Bill 21, the laicity law introduced last week by the Coalition Avenir Quebec (CAQ), is as bad as many Canadian Jews feared. As Janice Arnold reports in this week’s CJN, “under the proposed legislation, the public servants who cannot wear religious symbols on the job include police officers, prison guards, judges, Crown prosecutors, court security guards, teachers and principals in public elementary and high schools, park wardens and any public employees who carry a firearm.”
If the bill goes into effect, kippah-wearing Jews would be forced to choose between their jobs and expressing their religious beliefs (a “grandfather” clause will apply to those already employed in such positions).
Canadian Jews are rightfully disturbed by this apparent erosion of our freedom of religion. In Quebec, the Jewish community has voiced concern about the CAQ, and last week, the province’s Jewish leaders reiterated that worry. Rabbi Reuven Poupko, Quebec co-chair at the Centre for Israel and Jewish Affairs (CIJA), said his organization is “deeply opposed to the restriction and erosion of the freedom of religion of individuals in the name of secularism,” adding, “Our community believes that the secularism of the state is an institutional duty and not a personal one.” B’nai Brith Canada’s Harvey Levine put it a little more bluntly: “We believe (Bill 21) is a threat to the religious freedoms of Jews, Muslims, Sikhs and all visible religious groups in this province,” he said.
At this point, Bill 21 appears to have a relatively clear path to becoming law in Quebec. So what can Canadian Jews do about it? The first response should be for us to declare solidarity with our co-religionists in Quebec. They have been caught in the middle of the province’s religious accommodation debate for far too long, and now their apprehensions are being borne out. The Jews of Quebec deserve to know that we have their backs, and that we will do whatever we can to support them.

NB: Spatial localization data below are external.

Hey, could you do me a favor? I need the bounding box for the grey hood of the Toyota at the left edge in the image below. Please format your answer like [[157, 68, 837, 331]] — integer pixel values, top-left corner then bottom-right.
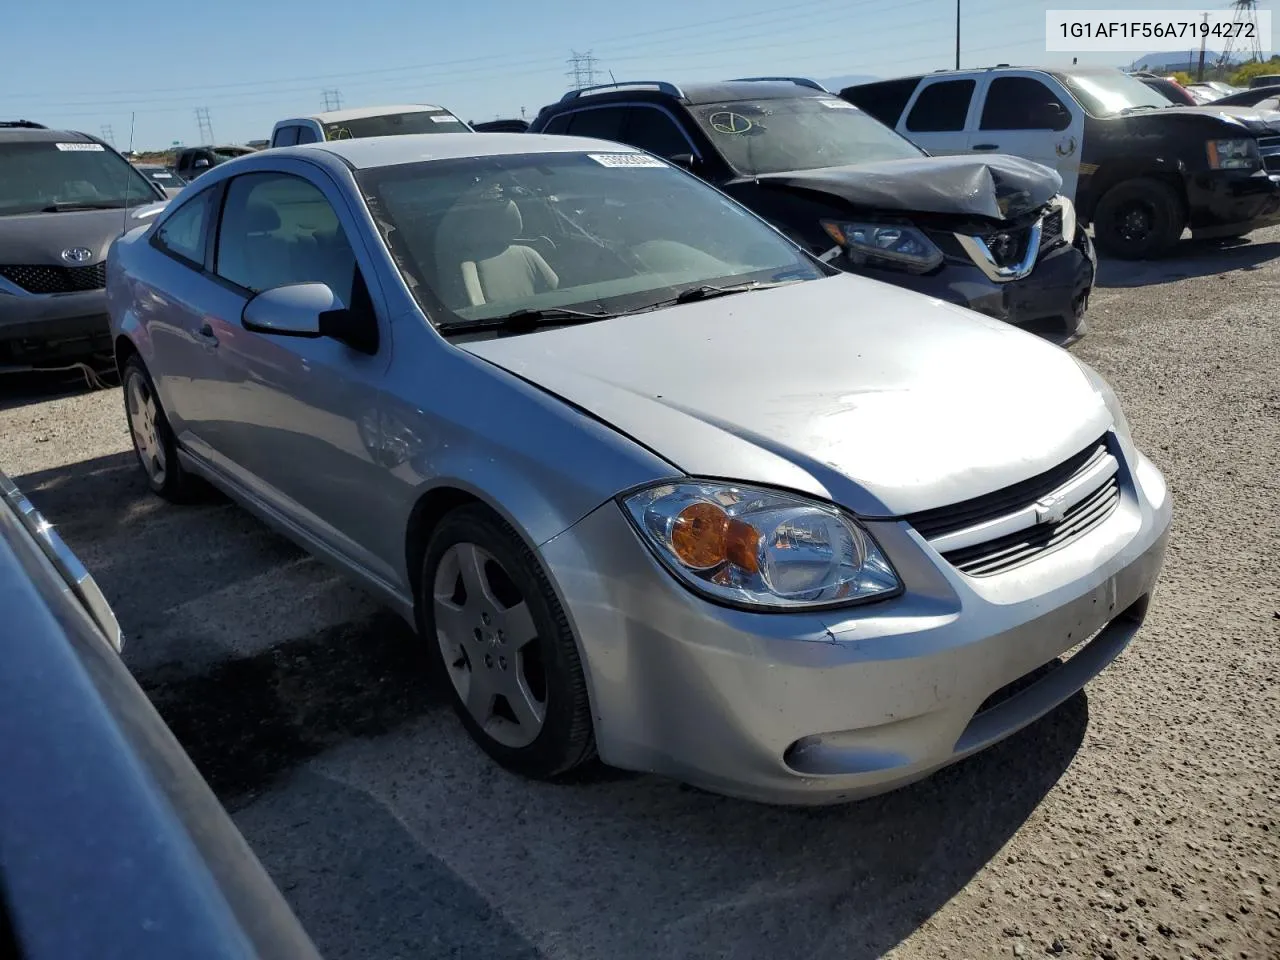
[[0, 201, 165, 266]]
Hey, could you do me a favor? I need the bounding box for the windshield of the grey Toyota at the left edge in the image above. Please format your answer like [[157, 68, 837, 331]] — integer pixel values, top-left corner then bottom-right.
[[0, 140, 156, 216]]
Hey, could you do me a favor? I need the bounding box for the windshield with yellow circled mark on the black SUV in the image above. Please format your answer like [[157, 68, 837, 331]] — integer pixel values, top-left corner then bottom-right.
[[694, 97, 922, 177]]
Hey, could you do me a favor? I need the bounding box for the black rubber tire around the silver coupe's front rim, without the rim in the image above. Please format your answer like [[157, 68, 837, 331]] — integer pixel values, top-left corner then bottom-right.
[[417, 504, 595, 780]]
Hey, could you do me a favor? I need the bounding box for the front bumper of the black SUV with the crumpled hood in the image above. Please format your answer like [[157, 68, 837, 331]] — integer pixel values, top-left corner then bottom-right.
[[831, 228, 1097, 346]]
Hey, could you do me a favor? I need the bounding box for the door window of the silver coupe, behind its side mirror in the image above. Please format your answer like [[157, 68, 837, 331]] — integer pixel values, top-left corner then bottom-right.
[[214, 173, 356, 305]]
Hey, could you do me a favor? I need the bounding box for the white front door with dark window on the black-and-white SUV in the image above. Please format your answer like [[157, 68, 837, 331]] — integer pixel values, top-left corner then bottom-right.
[[969, 73, 1084, 200]]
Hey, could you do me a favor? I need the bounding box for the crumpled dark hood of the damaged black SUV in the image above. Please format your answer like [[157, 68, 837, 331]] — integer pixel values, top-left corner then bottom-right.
[[756, 155, 1062, 220]]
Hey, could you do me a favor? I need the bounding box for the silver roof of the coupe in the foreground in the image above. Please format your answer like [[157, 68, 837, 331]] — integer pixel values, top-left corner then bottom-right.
[[293, 133, 632, 170]]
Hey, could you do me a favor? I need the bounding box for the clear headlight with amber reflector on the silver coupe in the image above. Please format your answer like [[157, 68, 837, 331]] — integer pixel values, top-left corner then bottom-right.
[[622, 480, 901, 611]]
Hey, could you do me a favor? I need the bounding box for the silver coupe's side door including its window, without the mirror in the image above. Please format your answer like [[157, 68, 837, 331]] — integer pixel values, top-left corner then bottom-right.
[[190, 160, 396, 582]]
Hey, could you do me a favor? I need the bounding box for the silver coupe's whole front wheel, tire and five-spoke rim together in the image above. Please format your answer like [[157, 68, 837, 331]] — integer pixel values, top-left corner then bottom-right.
[[417, 504, 595, 780]]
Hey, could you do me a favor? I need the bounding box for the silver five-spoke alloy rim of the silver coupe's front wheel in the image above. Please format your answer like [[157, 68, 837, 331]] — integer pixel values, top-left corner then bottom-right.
[[431, 543, 547, 749]]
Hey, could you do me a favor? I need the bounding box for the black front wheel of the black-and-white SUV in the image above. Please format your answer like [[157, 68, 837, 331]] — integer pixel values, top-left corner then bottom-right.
[[1093, 177, 1187, 260]]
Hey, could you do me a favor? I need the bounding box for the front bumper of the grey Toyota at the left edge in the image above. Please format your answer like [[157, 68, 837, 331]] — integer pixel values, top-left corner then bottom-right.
[[0, 289, 111, 369]]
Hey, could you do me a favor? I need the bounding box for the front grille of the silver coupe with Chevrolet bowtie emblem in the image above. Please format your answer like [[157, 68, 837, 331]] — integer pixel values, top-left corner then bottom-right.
[[905, 436, 1120, 576]]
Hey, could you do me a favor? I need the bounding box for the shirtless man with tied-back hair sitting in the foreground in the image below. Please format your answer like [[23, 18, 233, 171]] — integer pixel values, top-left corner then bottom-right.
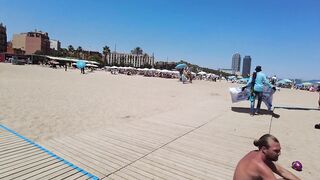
[[233, 134, 299, 180]]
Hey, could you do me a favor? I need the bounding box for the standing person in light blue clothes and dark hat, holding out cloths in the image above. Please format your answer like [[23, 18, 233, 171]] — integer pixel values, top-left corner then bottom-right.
[[242, 66, 275, 114]]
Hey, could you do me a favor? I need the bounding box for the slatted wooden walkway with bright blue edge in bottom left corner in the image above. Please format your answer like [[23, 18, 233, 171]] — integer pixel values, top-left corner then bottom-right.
[[0, 125, 98, 180]]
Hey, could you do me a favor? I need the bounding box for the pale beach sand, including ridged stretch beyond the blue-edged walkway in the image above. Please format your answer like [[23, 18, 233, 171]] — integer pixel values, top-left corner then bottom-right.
[[0, 63, 320, 179]]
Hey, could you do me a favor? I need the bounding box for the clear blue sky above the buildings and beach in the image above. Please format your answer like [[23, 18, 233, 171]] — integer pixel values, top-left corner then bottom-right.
[[0, 0, 320, 80]]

If you have friends or family in Quebec, especially in Montreal, where this legislation will have the most impact, give them a call or write a letter – tell them you’re thinking about them in this difficult time. Synagogue and day school leaders across the country would do well to reach out to their colleagues in Quebec, even institute pen pal campaigns (or whatever the digital equivalent is). We can make our voices heard in protest of this bill.
One of the most disappointing aspects of Bill 21’s introduction thus far has been the relatively muted response by Canadian politicians. Whether they are consumed with that other ongoing Canadian political scandal or simply afraid of costing their party votes in the upcoming federal election – seeing as how a vast majority of Quebecers indicate they want the legislation – the paucity of opposition to the bill so far has been dispiriting. Our community, in conjunction with others similarly affected by Bill 21, needs to play a leading role in changing that.
Above all else, we must remember that this is Canada, and that we have a Charter of Rights and Freedoms to protect us. Let’s meet this action with the collected intelligence and knowledge of our community.